Just got the initial C port of jcBench completed. Right now there are IRIX 6.5 MIPS IV and Win32 x86 binaries working, I'm hoping to add additional functionality and then merge back in the changes I made to the original 4 platforms. I should note the performance numbers between the 2 will not be comparable. I rewrote the actual benchmarking algorithm to be solely integer based, that's not to say I won't add a floating point, but it made sense after porting the C# code to C. That being said, after finding out a while back on how Task Parallel Library (TPL) really works, my implementation of multi-threading using POSIX, does things a little differently.

Where the TPL starts off with one thread and as it continues processing increases the threads dynamically, my implementation simply takes the number of threads specified via the command line, divides the work (in my case the number of objects) by the number of threads and kicks off the threads from the start.

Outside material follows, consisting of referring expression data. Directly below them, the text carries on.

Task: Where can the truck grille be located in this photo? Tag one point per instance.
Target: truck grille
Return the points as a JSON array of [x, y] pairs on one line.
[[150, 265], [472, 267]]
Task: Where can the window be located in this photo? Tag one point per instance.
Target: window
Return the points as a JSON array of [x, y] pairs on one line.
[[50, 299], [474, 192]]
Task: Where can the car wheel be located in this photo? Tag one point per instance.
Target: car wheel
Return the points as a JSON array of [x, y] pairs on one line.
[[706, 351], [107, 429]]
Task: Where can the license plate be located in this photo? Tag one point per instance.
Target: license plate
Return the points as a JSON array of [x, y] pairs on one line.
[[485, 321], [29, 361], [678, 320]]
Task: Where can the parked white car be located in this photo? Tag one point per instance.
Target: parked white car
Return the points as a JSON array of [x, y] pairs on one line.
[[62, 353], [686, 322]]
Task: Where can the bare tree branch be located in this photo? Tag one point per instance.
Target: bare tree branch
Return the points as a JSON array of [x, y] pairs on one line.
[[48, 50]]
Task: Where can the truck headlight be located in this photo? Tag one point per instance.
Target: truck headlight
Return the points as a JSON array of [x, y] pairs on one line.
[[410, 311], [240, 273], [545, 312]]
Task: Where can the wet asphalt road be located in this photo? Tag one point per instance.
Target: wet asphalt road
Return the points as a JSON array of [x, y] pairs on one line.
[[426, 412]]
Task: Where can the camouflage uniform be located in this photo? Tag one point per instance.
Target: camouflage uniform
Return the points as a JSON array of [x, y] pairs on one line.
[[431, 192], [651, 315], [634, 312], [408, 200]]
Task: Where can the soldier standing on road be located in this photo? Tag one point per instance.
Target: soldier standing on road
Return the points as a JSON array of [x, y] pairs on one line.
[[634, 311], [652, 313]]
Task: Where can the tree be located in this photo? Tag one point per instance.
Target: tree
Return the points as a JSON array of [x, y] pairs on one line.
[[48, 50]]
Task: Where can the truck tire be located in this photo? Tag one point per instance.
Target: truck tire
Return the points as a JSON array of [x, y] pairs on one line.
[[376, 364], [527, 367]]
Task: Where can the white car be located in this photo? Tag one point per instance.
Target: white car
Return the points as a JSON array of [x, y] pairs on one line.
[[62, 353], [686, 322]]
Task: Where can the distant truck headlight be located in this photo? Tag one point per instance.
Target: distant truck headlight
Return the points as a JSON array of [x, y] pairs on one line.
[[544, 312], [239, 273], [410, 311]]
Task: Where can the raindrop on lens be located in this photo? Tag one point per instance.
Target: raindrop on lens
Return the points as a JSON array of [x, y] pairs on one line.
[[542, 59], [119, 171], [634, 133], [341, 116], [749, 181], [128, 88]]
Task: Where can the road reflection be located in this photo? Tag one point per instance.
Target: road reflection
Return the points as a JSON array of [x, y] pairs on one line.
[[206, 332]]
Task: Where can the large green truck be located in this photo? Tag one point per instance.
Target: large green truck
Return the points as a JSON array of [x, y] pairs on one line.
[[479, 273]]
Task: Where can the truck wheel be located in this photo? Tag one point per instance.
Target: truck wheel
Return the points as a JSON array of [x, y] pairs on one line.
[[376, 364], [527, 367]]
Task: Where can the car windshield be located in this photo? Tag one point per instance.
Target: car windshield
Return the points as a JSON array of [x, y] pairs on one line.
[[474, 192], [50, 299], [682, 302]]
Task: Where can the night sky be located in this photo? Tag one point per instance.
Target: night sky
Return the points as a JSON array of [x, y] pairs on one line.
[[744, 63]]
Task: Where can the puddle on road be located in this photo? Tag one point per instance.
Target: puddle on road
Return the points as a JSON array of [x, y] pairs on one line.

While TPLs implementation is great for work that you don't know if it will really even hit the maximum number of cpus/cores efficiently, for my case it actually hinders performance. I'm now wondering if you can specify from the start how many threads to kick off? If not, Microsoft, maybe add support for that? I've got a couple scenarios I know for instance would benefit from at least 4-8 threads initially, especially for data migration that I prefer to do in C# versus SSIS (call me a control freak).

Back to jcBench, at least with the current algorithm, it appears that a MIPS 600mhz R14000A with 4MB of L2 cache is roughly equivalent to a 1200mhz Phenom II with 512kb L2 cache and 6mb of L3 cache at least in Integer performance. This is based on a couple runs of the new version of jcBench. It'll be interesting to see with numalink if it continues this to 1 to 2 ratio. I'm hoping to see how different generations of AMD cpus compare to the now 10 year old MIPS cpu.